Fomento al Emprendimiento femenino en Valparaíso
-¿Cómo ves el tema del emprendimiento liderados por mujeres acá en la región? ¿Cuál es tu percepción?
-Me ha tocado estar en muchos seminarios dando charlas y eso es parte de las cosas que a mí me gusta hacer, los relatos, el contar historias que a uno le pasaron como los fracasos o la parte feminista para abrir un poco los ojos y empoderar, es una de las cosas que a mí me gustan. A raíz de ese peregrinar me he dado cuenta que tal vez hay un poco de distorsión en las cifras de éxito. Yo creo que sí hemos subido notablemente las mujeres en el emprendimiento, pero cuando vemos que casi el 60% de ellas gana el sueldo mínimo, siento que estamos utilizando un poco el emprendimiento para reproducir pobreza y en eso yo no estoy de acuerdo.
-¿Qué está fallando?
-Tenemos que hacer un esfuerzo desde los fomentos productivos, las organizaciones o desde el Estado para ver cómo lograr que las mujeres adquieran mayores competencias para que realmente sean productivas y puedan generar trabajo o puedan salir un poco de los miedos, porque son cosas que yo he vivido y nadie me lo ha contado. He estado en diversas partes de Chile y que puedan hacer manufacturas o que tengan un producto innovador no hace que esa economía en ese hogar sea mucho mejor que cuando ella estaba trabajando apatronada. A mí ahí se me crea un poco la dicotomía de qué bueno que haya emprendimiento femenino, pero a qué costo, porque si el costo es de un 60% de mujeres ganando el sueldo mínimo yo no lo quiero. Yo creo que estamos fallando todos.

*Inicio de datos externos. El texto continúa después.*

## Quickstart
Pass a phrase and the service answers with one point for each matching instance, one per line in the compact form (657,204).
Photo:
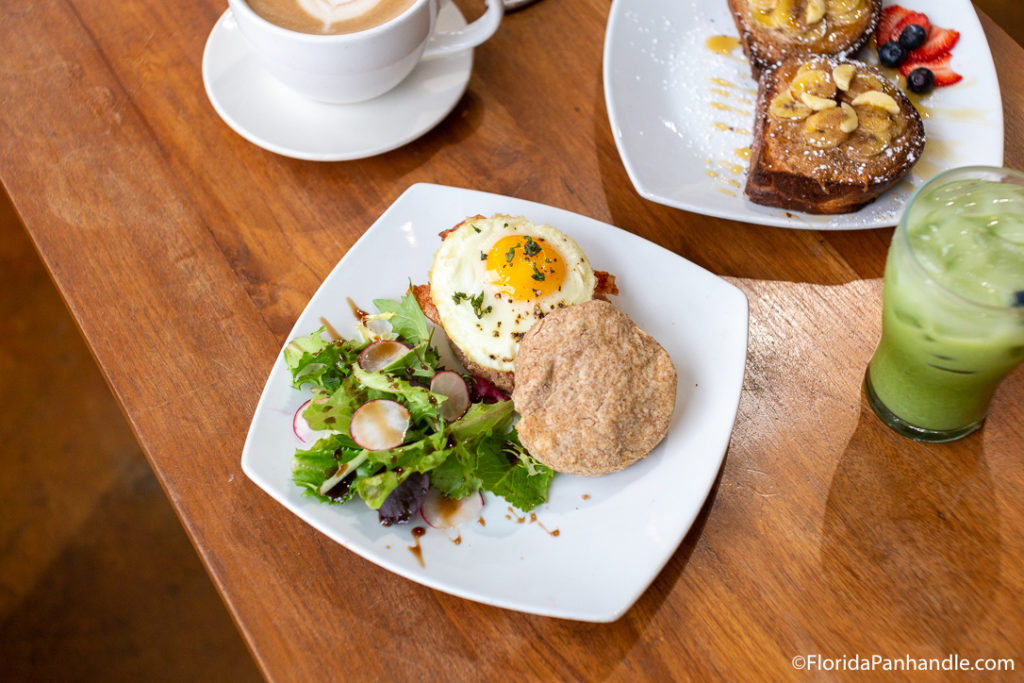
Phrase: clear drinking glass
(952,322)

-Buscando cambios culturales y sociales, como el trabajo que realizan en Unapyme
-Tenemos cerca de 156 mil pymes asociadas a Unapyme y hay un desafío tremendo. Estamos con el tema de la sostenibilidad y es una mirada totalmente distinta, porque es un cambio de paradigma que seguramente nos va a tardar mucho tiempo de poder incorporar en los modelos de negocios de las pymes, pero las organizaciones son para tomar grandes desafíos como nosotros. Creemos que nuestro trabajo está en las incidencias de las políticas públicas, en acercar el diálogo social a las autoridades y en incentivar a las pymes diciéndoles que hay cosas que cambiar y necesitamos que nos unamos para que seamos capaces de generar espacios de diálogos y colaboración. En eso estamos y creemos que vamos bien.